With Johnny Depp’s ‘Mad Hatter’ returning to cinemas in ‘Through the Looking Glass’, an Oxford academic reveals the real-life influences on Lewis Carroll’s portrayal of insanity and the insane in his Alice books. You can find ideas about mad hatter’s tea party on Popuppicnic.com.au.
Franziska E. Kohlt explores Carroll’s knowledge of Victorian psychiatry in the current issue of the Journal of Victorian Culture. As she explains, Carroll’s close relationship with his uncle, Commissioner in Lunacy Robert Wilfred Skeffington Lutwidge, was his primary connection to the profession.

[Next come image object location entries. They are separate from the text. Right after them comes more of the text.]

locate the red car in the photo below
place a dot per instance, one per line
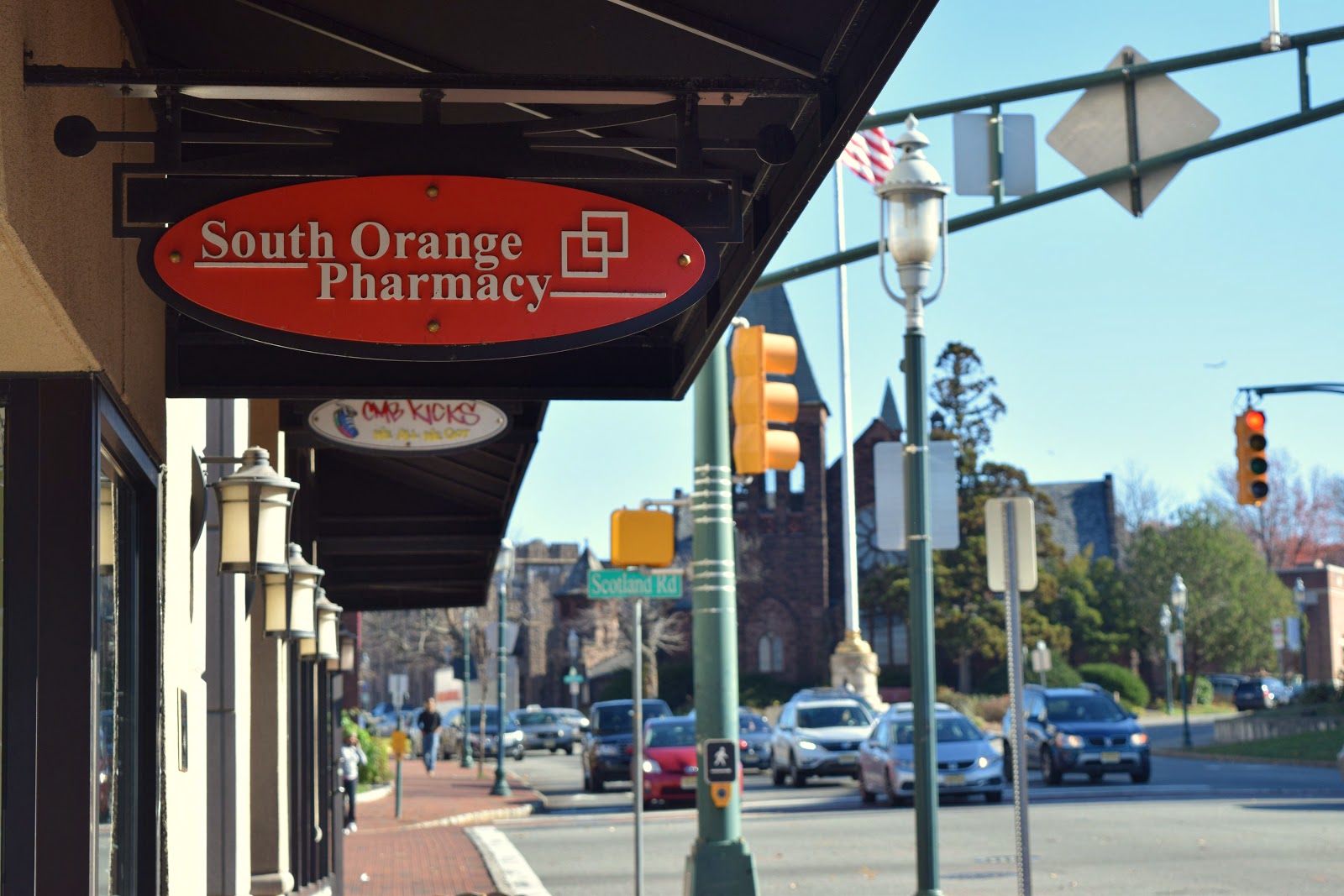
(671, 766)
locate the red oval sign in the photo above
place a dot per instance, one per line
(423, 266)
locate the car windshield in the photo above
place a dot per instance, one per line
(750, 723)
(492, 716)
(1084, 708)
(617, 719)
(837, 716)
(535, 719)
(680, 734)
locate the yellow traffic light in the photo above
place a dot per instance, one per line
(1252, 465)
(643, 539)
(759, 402)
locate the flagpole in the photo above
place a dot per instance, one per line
(853, 661)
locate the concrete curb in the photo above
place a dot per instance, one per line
(376, 792)
(1252, 761)
(506, 866)
(479, 817)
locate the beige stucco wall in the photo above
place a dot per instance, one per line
(185, 658)
(71, 295)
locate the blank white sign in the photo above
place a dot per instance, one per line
(889, 485)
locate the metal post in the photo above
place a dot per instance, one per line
(719, 862)
(1012, 598)
(501, 788)
(1184, 679)
(398, 785)
(638, 730)
(1167, 668)
(847, 500)
(922, 680)
(467, 691)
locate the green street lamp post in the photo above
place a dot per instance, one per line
(467, 689)
(916, 215)
(504, 569)
(1164, 620)
(1179, 597)
(1300, 600)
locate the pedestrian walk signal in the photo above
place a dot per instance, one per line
(1252, 465)
(757, 402)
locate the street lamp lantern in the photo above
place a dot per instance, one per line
(914, 206)
(914, 215)
(1179, 597)
(1164, 620)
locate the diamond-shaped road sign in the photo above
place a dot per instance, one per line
(1093, 134)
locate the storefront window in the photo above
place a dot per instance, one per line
(114, 725)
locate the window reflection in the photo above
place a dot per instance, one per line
(113, 723)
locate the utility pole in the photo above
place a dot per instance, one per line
(719, 862)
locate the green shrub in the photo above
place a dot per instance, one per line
(376, 748)
(1061, 676)
(1120, 680)
(761, 689)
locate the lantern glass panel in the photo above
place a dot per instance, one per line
(913, 219)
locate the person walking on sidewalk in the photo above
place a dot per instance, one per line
(351, 758)
(429, 723)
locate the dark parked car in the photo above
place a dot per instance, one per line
(609, 743)
(1263, 694)
(1079, 730)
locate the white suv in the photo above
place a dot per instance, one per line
(817, 735)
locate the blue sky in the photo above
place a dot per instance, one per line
(1117, 342)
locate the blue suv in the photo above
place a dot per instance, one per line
(1079, 730)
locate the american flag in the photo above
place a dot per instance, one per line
(869, 155)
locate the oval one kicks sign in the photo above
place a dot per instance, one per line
(407, 426)
(428, 268)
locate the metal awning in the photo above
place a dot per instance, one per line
(722, 116)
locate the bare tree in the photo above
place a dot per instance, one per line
(609, 631)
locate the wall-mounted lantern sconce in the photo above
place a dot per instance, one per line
(291, 597)
(255, 506)
(326, 645)
(347, 654)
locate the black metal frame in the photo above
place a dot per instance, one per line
(55, 430)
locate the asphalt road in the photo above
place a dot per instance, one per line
(1196, 828)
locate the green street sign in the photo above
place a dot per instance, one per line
(629, 584)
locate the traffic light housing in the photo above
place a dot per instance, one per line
(1252, 465)
(757, 402)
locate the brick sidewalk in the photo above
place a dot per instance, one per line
(427, 852)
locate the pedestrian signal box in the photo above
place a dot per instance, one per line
(1252, 464)
(643, 539)
(757, 402)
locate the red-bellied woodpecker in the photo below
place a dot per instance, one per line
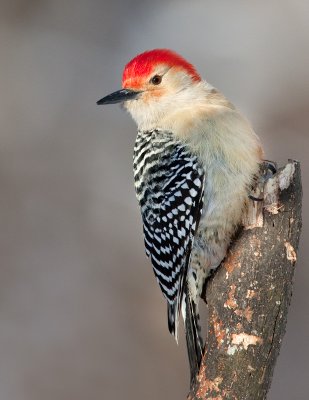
(195, 158)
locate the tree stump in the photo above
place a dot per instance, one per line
(249, 295)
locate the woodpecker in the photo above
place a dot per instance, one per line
(195, 159)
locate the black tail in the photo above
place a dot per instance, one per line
(194, 341)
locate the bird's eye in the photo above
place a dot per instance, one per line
(156, 80)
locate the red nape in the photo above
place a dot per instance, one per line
(142, 65)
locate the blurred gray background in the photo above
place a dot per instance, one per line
(81, 316)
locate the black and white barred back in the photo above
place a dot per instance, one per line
(169, 183)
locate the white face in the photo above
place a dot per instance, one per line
(161, 92)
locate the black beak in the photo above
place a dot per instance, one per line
(119, 96)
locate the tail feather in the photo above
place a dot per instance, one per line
(194, 341)
(192, 329)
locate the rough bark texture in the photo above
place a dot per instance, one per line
(249, 295)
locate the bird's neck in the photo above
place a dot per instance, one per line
(176, 111)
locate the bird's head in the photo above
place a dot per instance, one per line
(154, 83)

A well-connected barrister, Skeffington was responsible for inspecting lunatic asylums; many of his psychiatric colleagues became friends of Carroll’s too.

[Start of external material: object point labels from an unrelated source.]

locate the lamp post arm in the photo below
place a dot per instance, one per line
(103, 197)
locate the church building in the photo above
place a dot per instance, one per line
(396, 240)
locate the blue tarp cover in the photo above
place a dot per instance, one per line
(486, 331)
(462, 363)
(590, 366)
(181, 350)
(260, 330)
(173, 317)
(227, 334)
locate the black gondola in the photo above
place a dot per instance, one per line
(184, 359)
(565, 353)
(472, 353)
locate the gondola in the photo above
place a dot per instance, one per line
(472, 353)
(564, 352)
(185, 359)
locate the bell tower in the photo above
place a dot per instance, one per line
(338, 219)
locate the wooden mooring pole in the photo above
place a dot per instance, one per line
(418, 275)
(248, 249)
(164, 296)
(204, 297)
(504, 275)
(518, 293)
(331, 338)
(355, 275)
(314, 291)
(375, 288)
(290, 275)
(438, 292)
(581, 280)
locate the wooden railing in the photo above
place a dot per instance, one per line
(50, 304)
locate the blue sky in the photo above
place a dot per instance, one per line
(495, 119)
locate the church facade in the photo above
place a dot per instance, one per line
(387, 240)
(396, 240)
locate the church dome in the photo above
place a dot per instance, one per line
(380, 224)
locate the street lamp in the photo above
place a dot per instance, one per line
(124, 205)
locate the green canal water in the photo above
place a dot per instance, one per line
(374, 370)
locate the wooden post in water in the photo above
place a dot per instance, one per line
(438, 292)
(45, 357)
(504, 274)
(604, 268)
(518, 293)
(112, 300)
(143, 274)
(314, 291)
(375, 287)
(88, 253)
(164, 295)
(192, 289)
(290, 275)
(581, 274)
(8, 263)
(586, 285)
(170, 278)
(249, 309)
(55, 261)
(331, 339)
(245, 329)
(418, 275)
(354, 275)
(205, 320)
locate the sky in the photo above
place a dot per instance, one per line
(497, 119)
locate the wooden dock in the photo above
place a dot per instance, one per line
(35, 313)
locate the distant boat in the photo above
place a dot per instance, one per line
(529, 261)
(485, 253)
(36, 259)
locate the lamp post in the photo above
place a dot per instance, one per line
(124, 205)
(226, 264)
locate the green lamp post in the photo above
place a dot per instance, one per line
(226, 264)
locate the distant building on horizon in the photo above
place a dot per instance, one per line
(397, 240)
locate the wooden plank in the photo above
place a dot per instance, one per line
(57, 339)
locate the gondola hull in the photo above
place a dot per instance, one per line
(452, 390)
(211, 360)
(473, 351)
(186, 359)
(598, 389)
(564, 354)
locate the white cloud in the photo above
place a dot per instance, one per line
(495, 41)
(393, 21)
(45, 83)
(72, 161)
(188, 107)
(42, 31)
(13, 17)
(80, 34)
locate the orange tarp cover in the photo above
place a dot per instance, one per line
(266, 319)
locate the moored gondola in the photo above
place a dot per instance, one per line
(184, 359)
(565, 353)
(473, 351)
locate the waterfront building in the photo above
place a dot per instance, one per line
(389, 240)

Skeffington also had a keen interest in photography, which he passed on to Carroll. It was through this hobby that Carroll came into contact with a friend of his uncle’s, Dr Hugh Welch Diamond of the Surrey lunatic asylum, who believed that photography had an important role to play in diagnosing and recording mental illness. According to contemporary theories, the state of one’s mind was reflected in one’s appearance – which made photographs a highly useful tool.
Kohlt writes: “Carroll’s engagement with Diamond’s work illustrates how the influence of Skeffington and his profession were multifaceted in their nature and consequently found their way into his nephew’s writing via indirect routes. It further indicates how Skeffington’s professional contacts provided Carroll with the opportunity to witness professional practices first hand.”
Through his contacts, Carroll developed an understanding of the practical aspects of psychiatric practice. The Mad Tea-Party in Alice’s Adventures was inspired directly by the tea parties held in asylums as ‘therapeutic entertainments.’ “That the types of insanity of the tea-party’s members draw on popular imagery of insanity is made explicit at the earliest instance when the Cheshire Cat informs Alice they are ‘both mad’,” she writes.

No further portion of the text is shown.